The Bottom Line

Addressing an issue of first impression in the Eleventh Circuit, the Court in Mantiply v. Horne (In re Horne), 876 F.3d 1076 (11th Cir. 2017), recently held that section 362(k)(1) of the Bankruptcy Code authorizes payment of attorneys’ fees and costs incurred by debtors in successfully pursuing an action for damages resulting from an automatic stay violation and in defending the damages award on appeal.

What Happened?

The debtors filed for Chapter 7 bankruptcy and while the automatic stay was in place, an attorney filed a civil action on behalf of her clients against one of the debtors in state court. Despite knowing the automatic stay was in place, the attorney refused to voluntarily dismiss the civil case, which was eventually dismissed. The debtors sought damages for the attorney’s violation of the stay under section 362(k)(1) and the bankruptcy court awarded the debtors damages and attorneys’ fees. The attorney appealed and the district court affirmed, awarding the debtors additional attorneys’ fees incurred because of the appeal. The attorney then filed identical motions in the bankruptcy court and the district court seeking the bankruptcy judge’s recusal. The bankruptcy court denied the recusal motion and the attorney appealed. The district court affirmed but denied the debtors’ motion for attorneys’ fees incurred in defending the appeal. On appeal, the Eleventh Circuit affirmed the ruling on the recusal motion and remanded for the district court to either award the debtors’ attorneys’ fees under section 362(k)(1) or explain why the recusal motion did not involve litigation over the stay violation. On remand, the district court found the debtors’ requested attorneys’ fees were mandatory under section 362(k)(1). The Supreme Court denied the attorney’s petition for a writ of certiorari on the recusal motion.

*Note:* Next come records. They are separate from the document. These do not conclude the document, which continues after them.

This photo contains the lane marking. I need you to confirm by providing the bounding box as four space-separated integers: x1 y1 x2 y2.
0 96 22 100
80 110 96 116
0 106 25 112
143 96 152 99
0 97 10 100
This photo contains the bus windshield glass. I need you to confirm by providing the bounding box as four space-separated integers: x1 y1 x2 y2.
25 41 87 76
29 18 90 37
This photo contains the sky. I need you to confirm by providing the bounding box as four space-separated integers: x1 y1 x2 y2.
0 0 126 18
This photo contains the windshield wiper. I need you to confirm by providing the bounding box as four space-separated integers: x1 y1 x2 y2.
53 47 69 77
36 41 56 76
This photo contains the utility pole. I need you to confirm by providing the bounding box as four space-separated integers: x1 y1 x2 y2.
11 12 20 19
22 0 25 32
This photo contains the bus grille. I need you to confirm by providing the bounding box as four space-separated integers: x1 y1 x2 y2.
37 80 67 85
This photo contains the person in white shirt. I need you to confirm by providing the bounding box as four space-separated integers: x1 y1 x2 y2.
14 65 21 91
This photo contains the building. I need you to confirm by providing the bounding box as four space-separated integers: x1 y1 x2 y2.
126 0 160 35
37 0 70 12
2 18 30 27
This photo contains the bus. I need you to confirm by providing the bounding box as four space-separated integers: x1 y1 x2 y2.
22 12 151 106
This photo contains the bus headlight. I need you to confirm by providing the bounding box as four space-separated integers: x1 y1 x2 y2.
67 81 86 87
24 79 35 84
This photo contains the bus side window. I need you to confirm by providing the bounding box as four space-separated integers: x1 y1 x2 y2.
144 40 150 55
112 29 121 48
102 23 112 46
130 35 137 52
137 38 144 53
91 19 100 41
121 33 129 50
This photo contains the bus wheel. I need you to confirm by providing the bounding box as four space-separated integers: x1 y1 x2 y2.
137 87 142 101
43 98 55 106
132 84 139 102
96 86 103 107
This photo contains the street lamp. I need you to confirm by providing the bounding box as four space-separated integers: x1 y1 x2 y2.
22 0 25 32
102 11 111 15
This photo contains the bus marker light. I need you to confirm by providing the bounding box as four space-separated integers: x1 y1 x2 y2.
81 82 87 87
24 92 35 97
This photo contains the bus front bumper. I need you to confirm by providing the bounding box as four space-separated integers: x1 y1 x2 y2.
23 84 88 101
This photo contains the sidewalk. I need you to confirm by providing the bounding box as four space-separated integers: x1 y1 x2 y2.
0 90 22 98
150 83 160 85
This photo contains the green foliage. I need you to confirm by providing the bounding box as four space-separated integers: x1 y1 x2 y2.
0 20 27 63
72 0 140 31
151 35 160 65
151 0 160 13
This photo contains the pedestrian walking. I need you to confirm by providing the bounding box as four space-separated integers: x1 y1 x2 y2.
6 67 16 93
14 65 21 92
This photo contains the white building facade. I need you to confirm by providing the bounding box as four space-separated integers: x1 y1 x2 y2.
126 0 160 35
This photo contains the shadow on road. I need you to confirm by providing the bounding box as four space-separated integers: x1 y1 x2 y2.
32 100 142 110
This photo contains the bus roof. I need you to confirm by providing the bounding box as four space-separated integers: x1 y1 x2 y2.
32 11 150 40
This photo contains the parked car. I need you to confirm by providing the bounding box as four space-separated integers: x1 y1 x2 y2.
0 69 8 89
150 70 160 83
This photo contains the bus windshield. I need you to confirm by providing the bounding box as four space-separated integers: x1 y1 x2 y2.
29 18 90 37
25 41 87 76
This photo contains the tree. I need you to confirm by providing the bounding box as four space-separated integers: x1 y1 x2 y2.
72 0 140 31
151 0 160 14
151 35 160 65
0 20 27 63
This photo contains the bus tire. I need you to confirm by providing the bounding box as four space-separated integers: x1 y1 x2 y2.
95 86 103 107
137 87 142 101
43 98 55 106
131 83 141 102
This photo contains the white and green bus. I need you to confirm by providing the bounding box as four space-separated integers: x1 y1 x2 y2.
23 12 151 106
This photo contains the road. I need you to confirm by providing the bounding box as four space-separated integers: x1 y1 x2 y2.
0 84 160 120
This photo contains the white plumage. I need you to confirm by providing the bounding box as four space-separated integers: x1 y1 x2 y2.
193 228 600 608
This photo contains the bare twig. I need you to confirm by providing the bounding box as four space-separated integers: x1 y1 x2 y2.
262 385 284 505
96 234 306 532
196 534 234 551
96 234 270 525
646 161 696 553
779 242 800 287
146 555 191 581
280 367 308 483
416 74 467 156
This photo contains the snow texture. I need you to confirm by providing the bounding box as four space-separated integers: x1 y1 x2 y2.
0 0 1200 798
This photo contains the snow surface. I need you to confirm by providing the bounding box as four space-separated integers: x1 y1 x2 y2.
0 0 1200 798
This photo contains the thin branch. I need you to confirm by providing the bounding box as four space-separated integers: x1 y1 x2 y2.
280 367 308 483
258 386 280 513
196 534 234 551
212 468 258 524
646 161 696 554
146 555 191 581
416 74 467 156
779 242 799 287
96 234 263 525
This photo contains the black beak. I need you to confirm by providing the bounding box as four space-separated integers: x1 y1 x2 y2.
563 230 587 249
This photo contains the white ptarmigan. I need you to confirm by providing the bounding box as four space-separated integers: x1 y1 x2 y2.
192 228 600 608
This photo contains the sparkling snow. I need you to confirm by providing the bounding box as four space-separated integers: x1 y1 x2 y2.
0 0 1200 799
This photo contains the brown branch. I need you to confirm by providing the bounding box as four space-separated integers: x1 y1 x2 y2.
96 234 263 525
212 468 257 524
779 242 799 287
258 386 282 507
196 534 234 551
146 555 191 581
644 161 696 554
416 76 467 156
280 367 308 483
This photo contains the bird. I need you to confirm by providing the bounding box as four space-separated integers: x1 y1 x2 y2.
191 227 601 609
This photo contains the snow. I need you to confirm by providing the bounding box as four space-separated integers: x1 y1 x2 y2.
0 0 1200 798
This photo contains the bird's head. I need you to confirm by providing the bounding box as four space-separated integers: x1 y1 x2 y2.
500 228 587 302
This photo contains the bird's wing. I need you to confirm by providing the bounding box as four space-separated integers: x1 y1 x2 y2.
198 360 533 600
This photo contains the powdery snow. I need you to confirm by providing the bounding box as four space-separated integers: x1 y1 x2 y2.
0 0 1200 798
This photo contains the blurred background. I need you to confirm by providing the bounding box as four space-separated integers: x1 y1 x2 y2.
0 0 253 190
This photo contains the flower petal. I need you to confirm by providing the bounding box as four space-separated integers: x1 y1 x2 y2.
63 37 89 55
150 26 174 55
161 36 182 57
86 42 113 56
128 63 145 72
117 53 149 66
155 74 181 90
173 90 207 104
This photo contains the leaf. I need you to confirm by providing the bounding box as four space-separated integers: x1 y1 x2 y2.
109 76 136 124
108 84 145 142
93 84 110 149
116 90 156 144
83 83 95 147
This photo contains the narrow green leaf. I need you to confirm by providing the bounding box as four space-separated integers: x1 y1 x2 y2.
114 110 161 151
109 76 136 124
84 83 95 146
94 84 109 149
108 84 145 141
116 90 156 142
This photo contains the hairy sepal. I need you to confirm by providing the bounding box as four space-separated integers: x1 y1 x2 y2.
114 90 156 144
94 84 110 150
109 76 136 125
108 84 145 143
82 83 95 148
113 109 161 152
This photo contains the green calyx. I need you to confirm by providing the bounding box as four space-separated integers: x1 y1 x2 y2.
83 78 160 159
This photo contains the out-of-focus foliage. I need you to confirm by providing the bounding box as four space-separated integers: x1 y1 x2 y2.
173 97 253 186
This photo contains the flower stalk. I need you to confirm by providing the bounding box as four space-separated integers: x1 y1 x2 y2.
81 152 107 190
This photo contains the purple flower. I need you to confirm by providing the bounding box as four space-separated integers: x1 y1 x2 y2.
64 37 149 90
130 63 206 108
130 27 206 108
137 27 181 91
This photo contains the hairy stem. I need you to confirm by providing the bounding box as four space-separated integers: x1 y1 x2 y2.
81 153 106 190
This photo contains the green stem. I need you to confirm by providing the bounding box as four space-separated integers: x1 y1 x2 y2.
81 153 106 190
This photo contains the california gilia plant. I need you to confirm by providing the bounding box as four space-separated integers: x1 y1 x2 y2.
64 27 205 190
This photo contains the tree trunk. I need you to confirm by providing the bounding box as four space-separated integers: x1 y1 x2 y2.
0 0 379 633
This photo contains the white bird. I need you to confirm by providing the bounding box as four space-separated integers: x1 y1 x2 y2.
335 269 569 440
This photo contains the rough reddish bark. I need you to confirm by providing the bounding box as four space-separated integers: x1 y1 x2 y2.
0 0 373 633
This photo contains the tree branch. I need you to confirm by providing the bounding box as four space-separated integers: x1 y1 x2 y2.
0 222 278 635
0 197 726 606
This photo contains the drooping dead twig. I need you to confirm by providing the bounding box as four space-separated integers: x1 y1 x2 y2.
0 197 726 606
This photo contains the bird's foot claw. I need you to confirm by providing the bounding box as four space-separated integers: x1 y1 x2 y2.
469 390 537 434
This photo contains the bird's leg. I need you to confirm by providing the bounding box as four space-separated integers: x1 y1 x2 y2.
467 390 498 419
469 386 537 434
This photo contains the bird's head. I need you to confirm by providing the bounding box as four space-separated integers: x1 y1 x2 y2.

After this extensive litigation involving multiple appeals, the debtors requested that the Eleventh Circuit award them their attorneys’ fees incurred in defending the appeal to the Eleventh Circuit and the petition for certiorari. The Eleventh Circuit transferred the matter to the district court, which awarded that the debtors appellate fees and costs of $92,495.86.

Under section 362(k)(1) of the Bankruptcy Code, “an individual injured by any willful violation of a stay . . . shall recover actual damages, including costs and attorneys’ fees . . . .” It was undisputed that the attorney willfully violated the automatic stay. However, the attorney argued that as a matter of law, the debtors were not entitled to appellate fees under section 362(k)(1).

First, the Eleventh Circuit concluded that since section 362(k)(1) explicitly includes “costs and attorneys’ fees” to the term “actual damages,” Congress intended to broaden the notion of actual damages beyond the immediate injury incurred in ending a willful violation of a stay. The Court similarly found that nothing in the text of section 362(k)(1) limits the scope of attorneys’ fees to ending the violation. The Court concluded that this result makes sense in the context of bankruptcy litigation where the majority of damages from stay violations are typically attorneys’ fees and most debtors are not in the financial position to pursue an action for damages.

Having concluded that section 362(k)(1) authorizes awarding attorneys’ fees for prosecuting damages actions, the Court found that defending that judgment on appeal is likewise within the statute’s fee-shifting authorization.

Why This Case is Interesting

On its face, section 362(k) applies to “individuals” which has created some uncertainty as to whether that means “natural persons” only or also corporate debtors. The cases are not uniform with some courts holding that section 362(k)’s benefits apply only to natural persons who are debtors, see In re Chateaugay Corp., 920 F.2d 183 (2d Cir. 1993), and others holding a broader scope that includes corporate debtors, see Budget Service Co. v. Better Homes of Virginia, Inc., 804 F.2d 289 (4th Cir. 1986). There is also a split over whether a bankruptcy trustee satisfies the requirement for an individual. Compare In re Pace, 67 F.3d 187 (9th Cir. 1995) (excluding trustee), with In re Garofalo’s Finer Foods, Inc., 186 B.R. 414 (E.D. Ill. 1995)(including trustee).

With this decision, the Eleventh Circuit joined the Ninth Circuit in adopting a broad reading of section 362(k)(1), holding that it entitles individuals to not only attorneys’ fees incurred in ending the stay violation but also fees incurred in prosecuting a damages action and in defending that judgment on appeal. The Court found that section 362(k)(1) explicitly contemplates a departure from the American Rule—that each side pays its own attorney’s fees—authorizing costs and attorneys’ fees incurred by the debtor in prosecuting a damages violation and defending those judgments on appeal. As noted, while the case (and Code section) applies to individuals and there is not uniformity among the courts whether that excludes other entities, like corporations, given the increased use of Chapter 11 by individual debtors (typically after triggering a bad boy guarantee relating to a failed business venture), creditors should be mindful of the extent to which damage claims can be pursued.